Pat Robertson recently received a question on The 700 Club from a woman who said atheists frequently challenged her social media statements about faith — and she wanted to know if she should argue back.
Robertson couldn’t keep himself to a yes or no answer… so he decided to insult atheists instead:
You don’t have to do that. The Bible also says, don’t cast your pearls before swine because they will turn and rend you.
A swine is hungry for nuts! He wants chestnuts or whatever nuts he eats, and he roots in the ground. And you throw a precious pearl in front of him, and he thinks, “That is another nut, I want to eat it.” And he starts to eat, and the thing doesn’t taste good. Then he gets mad, then he turns around, and he takes his tusk and he wants to gore you.
… You talk about the social media, you’ve got everybody known to man out there. But why would you put your pearls out, and why would you argue with those people? I mean, keep your stuff to yourself.
As usual, Robertson’s advice is mostly awful. If someone posts a Bible verse or religious “wisdom” on Facebook or Twitter, they should be challenged if the statement makes no sense. Too many people think a faith-based quotation deserves all Likes and no comments other than praise. I’m glad atheists are pushing back against Christine. If she can’t defend what she posts, she shouldn’t be posting it.

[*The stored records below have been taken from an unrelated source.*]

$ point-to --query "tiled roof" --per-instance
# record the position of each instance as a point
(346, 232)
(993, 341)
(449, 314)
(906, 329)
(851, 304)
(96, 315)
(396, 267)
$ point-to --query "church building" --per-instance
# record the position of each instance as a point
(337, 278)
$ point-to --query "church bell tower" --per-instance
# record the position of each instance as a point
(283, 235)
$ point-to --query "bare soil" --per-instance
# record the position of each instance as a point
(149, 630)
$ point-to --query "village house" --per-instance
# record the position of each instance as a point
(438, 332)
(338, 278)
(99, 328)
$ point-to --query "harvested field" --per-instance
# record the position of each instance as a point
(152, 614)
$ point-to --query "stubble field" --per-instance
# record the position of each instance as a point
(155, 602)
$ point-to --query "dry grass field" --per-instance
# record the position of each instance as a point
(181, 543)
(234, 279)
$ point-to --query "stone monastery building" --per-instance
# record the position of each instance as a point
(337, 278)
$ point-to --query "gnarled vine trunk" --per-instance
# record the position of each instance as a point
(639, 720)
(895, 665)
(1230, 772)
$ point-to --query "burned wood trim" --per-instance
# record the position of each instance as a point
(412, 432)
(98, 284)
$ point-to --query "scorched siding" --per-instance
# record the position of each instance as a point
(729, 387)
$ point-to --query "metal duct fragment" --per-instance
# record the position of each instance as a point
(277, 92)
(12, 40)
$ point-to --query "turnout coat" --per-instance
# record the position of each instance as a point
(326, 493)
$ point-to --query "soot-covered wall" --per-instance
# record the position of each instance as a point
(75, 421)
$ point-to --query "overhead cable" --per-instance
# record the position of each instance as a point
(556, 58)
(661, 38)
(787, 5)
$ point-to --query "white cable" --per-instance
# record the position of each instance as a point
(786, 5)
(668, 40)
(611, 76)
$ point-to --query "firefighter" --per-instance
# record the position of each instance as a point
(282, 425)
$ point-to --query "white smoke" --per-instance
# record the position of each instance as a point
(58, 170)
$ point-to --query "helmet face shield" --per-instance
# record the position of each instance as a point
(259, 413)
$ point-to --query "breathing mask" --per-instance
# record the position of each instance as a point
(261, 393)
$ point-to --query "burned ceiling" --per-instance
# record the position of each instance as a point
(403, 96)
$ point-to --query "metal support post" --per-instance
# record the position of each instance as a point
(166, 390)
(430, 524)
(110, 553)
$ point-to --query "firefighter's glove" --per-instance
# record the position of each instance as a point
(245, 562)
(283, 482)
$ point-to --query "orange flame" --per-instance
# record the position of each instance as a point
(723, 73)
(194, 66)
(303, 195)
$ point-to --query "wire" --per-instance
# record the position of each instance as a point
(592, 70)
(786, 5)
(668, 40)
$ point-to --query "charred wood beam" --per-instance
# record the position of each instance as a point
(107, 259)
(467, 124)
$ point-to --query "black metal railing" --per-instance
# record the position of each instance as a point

That’s not to say atheists should just be assholes and chime in anytime religion is mentioned. But if someone you know says something idiotic, why not correct them? Why not have that discussion? The whole point of social media is that it’s supposed to be social. Robertson’s advice is to ignore everyone but your own tribe — which is precisely what you would tell someone who’s going to lose the argument.
This is anecdotal, but there seems to be a reason so many Christian videos on YouTube close their comments while most atheist videos leave them open. Maybe that’s because our side isn’t afraid of having a debate.
But maybe we can get on Robertson’s side here with his final line. I’m all for religious people keeping “their stuff” to themselves. It’s not like we’ll be silent — so if our opinions get amplified in part because Christians are too afraid of getting pushback, let’s take advantage of it.
Still, it is pretty ironic that as Robertson tells the woman to keep her stuff to herself, he’s making comments that atheists will be criticizing. The man doesn’t even take his own advice.